A cultura da fila no Japão é levada a um nível quase matemático. As filas são marcadas no chão com fitas adesivas nos pontos de ônibus e estações, e as pessoas as seguem religiosamente. O turista chato é aquele que chega com o grupo de amigos e fica conversando em bloco, lado a lado, impedindo o fluxo ou ignorando a ordem de chegada. Isso é especialmente visível em filas para comprar ingressos de trens ou em lojas populares, como a Don Quijote.

Outro ponto crucial são as escadas rolantes. Em Tóquio e na maioria das grandes cidades, a regra é ficar no lado esquerdo e subir pelo lado direito (em Osaka é o oposto, ficar na direita e subir na esquerda). Parar no meio da escada rolante olhando o celular ou conversando obstrui o trânsito de quem está com pressa. A etiqueta de filas e trânsito pede consciência do seu volume corporal em relação ao espaço coletivo. A regra é ocupar o mínimo de espaço possível e manter a fluidez.

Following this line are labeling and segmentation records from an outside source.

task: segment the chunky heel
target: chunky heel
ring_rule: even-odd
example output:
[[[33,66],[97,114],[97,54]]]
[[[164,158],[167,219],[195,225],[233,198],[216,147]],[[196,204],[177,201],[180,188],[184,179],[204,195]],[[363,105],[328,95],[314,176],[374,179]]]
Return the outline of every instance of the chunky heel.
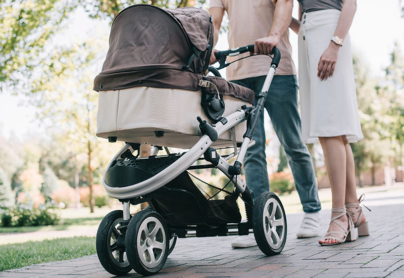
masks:
[[[358,237],[365,237],[369,235],[369,226],[368,224],[368,221],[366,221],[360,224],[358,226]]]
[[[365,219],[365,222],[362,220],[365,217],[365,214],[362,210],[362,208],[360,204],[365,199],[365,195],[362,194],[358,200],[358,203],[349,203],[345,204],[348,213],[352,219],[355,219],[354,224],[355,227],[358,228],[358,237],[364,237],[369,235],[369,228],[368,225],[368,221]],[[363,205],[363,206],[371,211],[370,208]]]
[[[334,214],[333,215],[332,214]],[[346,223],[343,222],[339,218],[342,216],[346,215],[348,217],[348,228]],[[321,245],[335,245],[340,244],[345,241],[354,241],[357,240],[356,235],[355,234],[355,226],[354,222],[350,215],[347,212],[346,208],[332,208],[331,209],[331,221],[330,223],[334,223],[339,226],[340,229],[335,230],[327,231],[324,236],[323,240],[319,241],[319,243]],[[326,243],[327,240],[334,240],[335,241],[332,243]]]
[[[357,237],[355,235],[355,229],[352,229],[349,231],[349,233],[348,233],[348,235],[346,235],[346,240],[345,241],[349,242],[351,241],[355,241],[356,240],[357,240]]]

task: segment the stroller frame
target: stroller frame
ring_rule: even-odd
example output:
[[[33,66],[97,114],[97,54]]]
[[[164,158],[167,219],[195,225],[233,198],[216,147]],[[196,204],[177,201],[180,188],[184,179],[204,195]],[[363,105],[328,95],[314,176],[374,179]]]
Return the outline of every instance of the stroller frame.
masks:
[[[219,52],[215,55],[218,58],[220,58],[219,60],[221,62],[221,66],[223,67],[222,66],[224,64],[226,56],[231,54],[237,55],[252,49],[254,49],[254,45],[226,52]],[[210,124],[206,121],[203,120],[200,117],[198,117],[199,129],[203,134],[201,138],[188,151],[182,154],[169,154],[169,156],[175,156],[176,160],[151,177],[138,183],[123,187],[113,187],[107,184],[106,181],[106,174],[104,174],[103,183],[107,194],[112,198],[118,199],[122,202],[123,205],[122,211],[113,211],[105,217],[100,224],[97,234],[97,251],[98,258],[102,264],[107,271],[115,275],[121,275],[126,274],[133,268],[137,272],[143,275],[156,273],[164,266],[167,256],[174,248],[177,237],[241,236],[254,232],[259,247],[265,254],[275,255],[280,253],[284,246],[287,233],[286,216],[280,200],[273,193],[264,193],[257,199],[256,201],[257,205],[255,205],[254,194],[248,188],[242,177],[240,176],[241,165],[247,150],[255,144],[255,142],[252,140],[252,135],[260,119],[260,115],[263,113],[263,108],[268,95],[269,87],[280,59],[280,53],[276,47],[274,48],[272,52],[274,58],[262,89],[258,97],[255,106],[248,107],[243,106],[237,111],[227,116],[225,118],[222,118],[217,123],[213,124]],[[227,65],[225,65],[224,66]],[[222,157],[217,153],[215,149],[211,147],[212,143],[217,140],[218,136],[245,120],[247,121],[247,129],[239,149],[237,149],[237,146],[234,146],[234,152],[233,153],[226,157]],[[237,145],[235,142],[233,145]],[[133,157],[132,153],[136,149],[139,152],[139,147],[140,144],[127,143],[109,163],[106,173],[109,169],[115,165],[119,159],[128,159],[128,156]],[[162,149],[161,147],[155,146],[151,156],[148,158],[137,158],[135,157],[135,159],[137,161],[155,159],[155,156],[161,149]],[[205,160],[210,162],[211,164],[191,166],[199,159],[203,155],[204,155]],[[233,165],[231,165],[228,160],[235,156],[237,156],[237,158]],[[179,157],[177,159],[177,157]],[[164,157],[164,156],[160,157]],[[196,197],[191,192],[183,189],[163,187],[187,170],[207,168],[216,168],[219,169],[234,184],[233,194],[237,193],[241,196],[245,204],[247,222],[222,224],[211,223],[204,216],[201,206],[198,204]],[[200,212],[200,216],[203,219],[205,224],[171,224],[168,227],[160,214],[152,209],[147,209],[140,211],[132,217],[130,213],[131,204],[134,205],[148,202],[152,199],[155,192],[160,191],[160,194],[161,194],[162,190],[165,191],[163,191],[164,193],[171,192],[189,194],[190,199],[194,203],[197,210]],[[271,210],[268,208],[270,207],[272,208],[272,212],[270,211],[268,214],[268,211]],[[271,214],[270,216],[269,214]],[[160,258],[156,261],[152,260],[150,261],[151,262],[147,260],[148,259],[147,258],[147,254],[149,254],[149,253],[144,253],[139,255],[139,249],[145,247],[141,247],[139,245],[138,242],[139,240],[142,240],[141,238],[144,237],[144,231],[148,230],[144,225],[149,224],[149,222],[147,222],[146,220],[149,218],[152,219],[150,221],[154,223],[153,225],[159,226],[162,230],[166,230],[166,231],[163,233],[165,233],[165,236],[162,234],[160,237],[166,239],[164,240],[165,241],[164,244],[166,244],[167,251],[166,252],[163,250],[164,256],[161,254],[160,255],[157,254],[157,255],[155,254],[155,257],[156,258],[158,257]],[[144,223],[146,222],[147,223],[145,224]],[[266,225],[267,229],[266,232],[265,230]],[[277,229],[278,228],[277,226],[280,225],[282,226],[280,227],[281,229],[279,230],[281,231],[280,237],[276,233],[278,230]],[[107,227],[108,228],[105,227]],[[107,230],[108,229],[109,231]],[[275,234],[275,236],[271,234],[271,231],[269,231],[268,235],[268,229],[272,229],[272,232]],[[106,231],[107,231],[106,234]],[[118,231],[119,231],[119,233],[120,234],[119,234]],[[143,234],[141,235],[140,234],[141,233]],[[147,231],[146,233],[147,233]],[[115,236],[114,236],[113,234],[115,234]],[[156,237],[156,235],[152,236]],[[113,238],[111,238],[111,236]],[[272,244],[271,243],[271,240],[273,238],[269,238],[269,238],[275,237],[275,240],[272,241]],[[111,238],[115,239],[116,244],[111,245],[110,241]],[[170,239],[169,245],[168,239]],[[152,241],[149,240],[149,238],[146,239],[149,241],[143,241],[143,242],[146,242],[147,244],[151,245],[150,246],[152,246],[150,247],[152,249],[149,250],[154,250]],[[274,243],[275,242],[276,244]],[[162,244],[159,242],[155,243],[158,246]],[[115,250],[120,248],[118,249],[121,250],[119,253],[119,259],[116,257],[116,253],[115,255],[113,255],[113,257],[111,257],[112,246],[114,244],[115,244],[115,247],[114,247]],[[128,246],[130,248],[128,248]],[[124,251],[126,252],[127,259],[130,263],[130,265],[124,261],[123,257]],[[140,252],[141,253],[149,251],[146,250]],[[149,252],[153,253],[155,251]],[[106,253],[108,253],[108,255],[106,255]],[[115,259],[117,261],[113,260],[114,256]],[[150,256],[153,256],[153,255]],[[115,266],[112,265],[114,263]]]
[[[269,86],[275,74],[276,68],[276,65],[273,62],[265,78],[261,92],[258,97],[258,101],[255,107],[251,106],[248,108],[243,108],[243,109],[240,108],[237,111],[226,117],[227,122],[224,121],[226,123],[224,124],[222,121],[219,121],[214,125],[210,126],[211,127],[209,129],[209,131],[212,131],[212,129],[214,130],[216,134],[214,136],[216,136],[217,138],[218,136],[220,136],[225,132],[246,120],[247,119],[247,116],[246,115],[251,113],[251,112],[254,113],[253,115],[255,116],[254,116],[253,119],[247,123],[247,131],[244,134],[244,139],[241,147],[237,152],[237,157],[234,165],[231,165],[227,161],[226,159],[225,159],[219,154],[217,153],[215,155],[219,156],[219,162],[214,166],[230,179],[236,186],[239,193],[241,194],[242,194],[247,188],[242,178],[237,177],[237,175],[240,174],[240,173],[237,173],[237,170],[235,170],[236,172],[235,173],[234,169],[235,167],[239,171],[247,149],[255,143],[251,139],[252,135],[257,126],[258,120],[259,119],[260,114],[262,112],[264,104],[268,95]],[[139,199],[139,197],[153,192],[167,184],[178,174],[187,170],[210,148],[211,145],[215,140],[214,136],[206,134],[209,131],[202,131],[202,132],[203,134],[204,133],[205,134],[204,134],[198,142],[182,155],[181,158],[160,173],[146,180],[123,188],[112,187],[106,183],[105,181],[105,174],[104,174],[103,177],[103,184],[108,195],[112,198],[122,200],[123,202],[124,219],[128,220],[129,219],[130,215],[128,208],[131,199],[137,198],[140,201],[138,202],[138,203],[137,202],[136,203],[140,203],[143,202]],[[248,133],[249,134],[248,134]],[[235,148],[236,147],[235,147]],[[121,156],[128,150],[130,150],[131,152],[134,151],[130,143],[126,144],[115,155],[108,164],[107,170],[108,170],[110,168],[117,159],[121,158]],[[154,147],[152,151],[152,155],[157,155],[159,151],[158,147]],[[228,156],[228,156],[227,158],[231,158]],[[147,158],[144,159],[147,159]],[[139,159],[142,159],[142,158]],[[212,162],[211,162],[211,163]],[[127,209],[126,208],[128,208]]]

Fotografar tudo pode violar a privacidade e regras sagradas

O Japão é um país fotogênico, mas o ímpeto de registrar tudo pode ser invasivo. O turista problemático é aquele que se aproxima de geishas em Gion, em Kyoto, e as bloqueia com flashes e celulares no rosto, impedindo que caminhem. Isso acontece tanto que existem placas proibindo fotografia em certas ruas de Gion, e as punições podem ser severas. Além disso, dentro de templos e santuários, muitas áreas são proibidas, seja pela preservação do patrimônio ou por serem espaços de adoração ativa.

Se houver um sinal com câmera com um X vermelho, não tire foto. Não tente esconder o celular. Ao fotografar pessoas, use o bom senso. Se estiver em um mercado como o Tsukiji Outer Market, não pare no meio da passagem para montar um tripé e fazer uma live de 10 minutos; você está atrapalhando o comércio local. Tenha em mente que a experiência de estar lá vale mais do que a foto perfeita para as redes sociais. Assim como em outras metrópoles, onde fugir dos pontos turísticos óbvios pode revelar experiências autênticas, como em Veneza, onde me perdi propositalmente em Veneza e encontrei os melhores cicchetti, no Japão, respeitar o momento presente muitas vezes significa guardar o celular no bolso.

Adaptar-se a essas regras não significa perder a sua identidade ou viver com medo. Pelo contrário, é uma forma de demonstrar inteligência e empatia. Quando você respeita o código cultural local, os japoneses percebem e a barreira do "estranho" cai drasticamente. Você deixa de ser um obstáculo no sistema e passa a ser um convidado bem-vindo. O resultado é uma viagem mais rica, com trocas mais genuínas e a certeza de que sua presença agregou valor, e não estresse, ao ambiente ao redor.